Hey John, is this good news or bad news?
We have been talking about the message of John the Baptist, which is also the message of Jesus. “Repent, for the Kingdom of Heaven is at hand.” Jesus said his purpose was to “preach the good news of the kingdom of God” (Luke 4:43). But as we saw last time when the religious leaders came to John, the news was not all good. John challenged their belief that their physical relationship to Abraham guaranteed their standing with God. He called them ‘sons of a serpent’.1 John continues in Matthew 3:10
Even now the axe is laid to the root of the trees. Every tree therefore that does not bear good fruit is cut down and thrown into the fire.
The removal of trees is a common Old Testament metaphor for God’s judgment on other nations (See Isaiah 10:33-34, and Ezekiel 31). Jesus will use this same metaphor along with John’s idea of fruit-bearing in Matthew 7:19
Every tree that does not bear good fruit is cut down and thrown into the fire.
John will next describe Jesus as one who is separating people, using another common Old Testament metaphor of separating the wheat from the chaff (See Isaiah 41:15-16, Psalm 1:4, Psalm 35:5). The wheat is taken into the barn, the chaff is burned with “unquenchable fire” (Matthew 3:12). We have moved beyond a regular farmers fire to the eternal fire, or punishment of the wicked that Jesus mentions three times in Matthew (18:8, 25:41, and 25:46).
What is all of the wrath talk? Didn’t someone tell John and Jesus that they were in the New Testament? I was always told that the Old Testament is full of wrath and judgment and the New Testament is full of mercy and grace. But John speaks wrath much like the prophets of old. And Jesus, as we have just seen, also does not ignore the wrath of God. And if you don’t like that ‘wrath-talk’ don’t read the last book in the New Testament.
But in the beginning of Jesus’ ministry, he does focus more on the mercy, love, and grace of God. For example, when he reads from the Isaiah scroll in his hometown, Nazareth, he intentionally stops in the middle of a verse to leave out the section on wrath. He reads from the Isaiah scroll (61:1-2) as this is recorded in Luke 4:18-19.
“The Spirit of the Lord is upon me, because he has anointed me to proclaim good news to the poor. He has sent me to proclaim liberty to the captives and recovering of sight to the blind, to set at liberty those who are oppressed, to proclaim the year of the Lord’s favor.”
But in the scroll that Jesus is reading, in Isaiah 61, verse 2 says:
to proclaim the year of the LORD’S favor, and the day of vengeance of our God;
Jesus stops reading in the middle of a sentence, in the middle of a passage that everyone in the synagogue is familiar with, and just sits down. Everyone is surprised by his faux pas. Jesus then really shocks them as he tells them:
“Today this Scripture has been fulfilled in your hearing.”

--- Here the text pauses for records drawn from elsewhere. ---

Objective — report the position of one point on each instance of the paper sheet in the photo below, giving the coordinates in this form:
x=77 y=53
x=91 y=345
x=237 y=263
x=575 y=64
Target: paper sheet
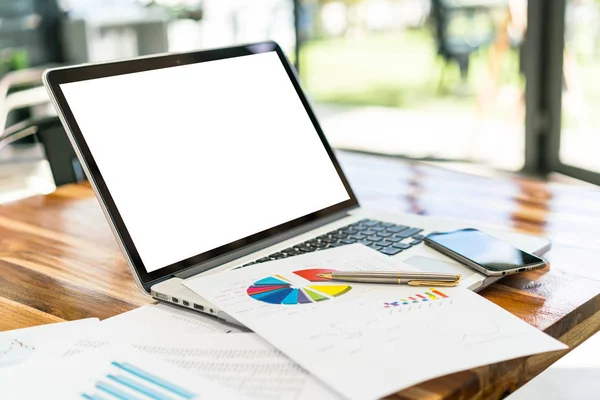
x=367 y=341
x=243 y=362
x=24 y=345
x=108 y=373
x=574 y=376
x=162 y=318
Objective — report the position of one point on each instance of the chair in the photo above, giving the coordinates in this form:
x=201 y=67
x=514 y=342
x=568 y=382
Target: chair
x=64 y=165
x=457 y=32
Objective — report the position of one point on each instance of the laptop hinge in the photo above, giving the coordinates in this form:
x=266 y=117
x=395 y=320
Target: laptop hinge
x=263 y=244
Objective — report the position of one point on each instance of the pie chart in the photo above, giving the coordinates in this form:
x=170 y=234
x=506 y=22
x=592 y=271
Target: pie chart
x=277 y=289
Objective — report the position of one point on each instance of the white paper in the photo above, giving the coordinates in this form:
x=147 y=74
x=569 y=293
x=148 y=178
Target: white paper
x=243 y=362
x=161 y=319
x=103 y=373
x=24 y=345
x=366 y=343
x=574 y=376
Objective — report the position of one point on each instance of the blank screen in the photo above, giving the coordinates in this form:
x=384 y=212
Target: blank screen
x=485 y=250
x=198 y=156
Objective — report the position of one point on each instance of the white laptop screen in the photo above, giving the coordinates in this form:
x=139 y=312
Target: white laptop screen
x=201 y=155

I think this is very significant. Jesus is announcing this messianic prophecy is coming true…to a point. Remember that the first-century Jews expected the Messiah to come in with righteousness and vengeance, to overthrow the oppressive government and restore the kingdom to Israel. Jesus is claiming that the days of the Messiah are here. This is the “year of the Lord’s favor.”2 This year of the Messiah is all about God’s favor. Jesus leaves the vengeance out because it is not the time for the wrath of God to be manifest. That time will come with the Messiah, but not with this coming of the Messiah.
Nevertheless, Jesus does not ignore the wrath of God. We see it again in the Sermon on the Mount with the house built on the sand. We see it in the woes on Chorazin and Bethsaida in Matthew 11:21-24. In Luke 19:41-44 he weeps over Jerusalem, knowing that the wrath of God is coming on them in the classic Old Testament method — destruction by a foreign pagan army. (And Rome did destroy Jerusalem and the temple 40 years later.)
John gives wrath as a warning. It doesn’t have to be that way. You could repent. But if you do not, God’s wrath will come. So is that bad news?
If you are in a building and someone shouts out a warning to you because the building is on fire, is that bad news? If you plan on listening to them and leaving the building, then you would gladly thank them for delivering the news. It is bad news only if you don’t heed the warning and run to the exit.
The Gospel is the good news of the Kingdom of God (unless you decide to ignore it.)
David
- This leans heavily on information I learned from Tim Mackie in a Bible Project podcast, “God’s Wrath in the Teaching of Jesus”
- The year of the Lord’s favor, the time of the Messiah, I believe to be the year of Jesus’ ministry that we will follow this year in this 70-week study. Feel free to disagree with me. If you do, you will be in agreement with almost everyone who went to seminary and was taught his ministry lasted 3 1/2 years. This is a not new concept, however, as all the church leaders prior to 300 A.D. said his ministry was about a year. Whether it was a year or three years of ministry, it will be good to go through the time in order, putting the gospels together. So stay with me and please voice your opinion, especially if it is different. That is how we learn.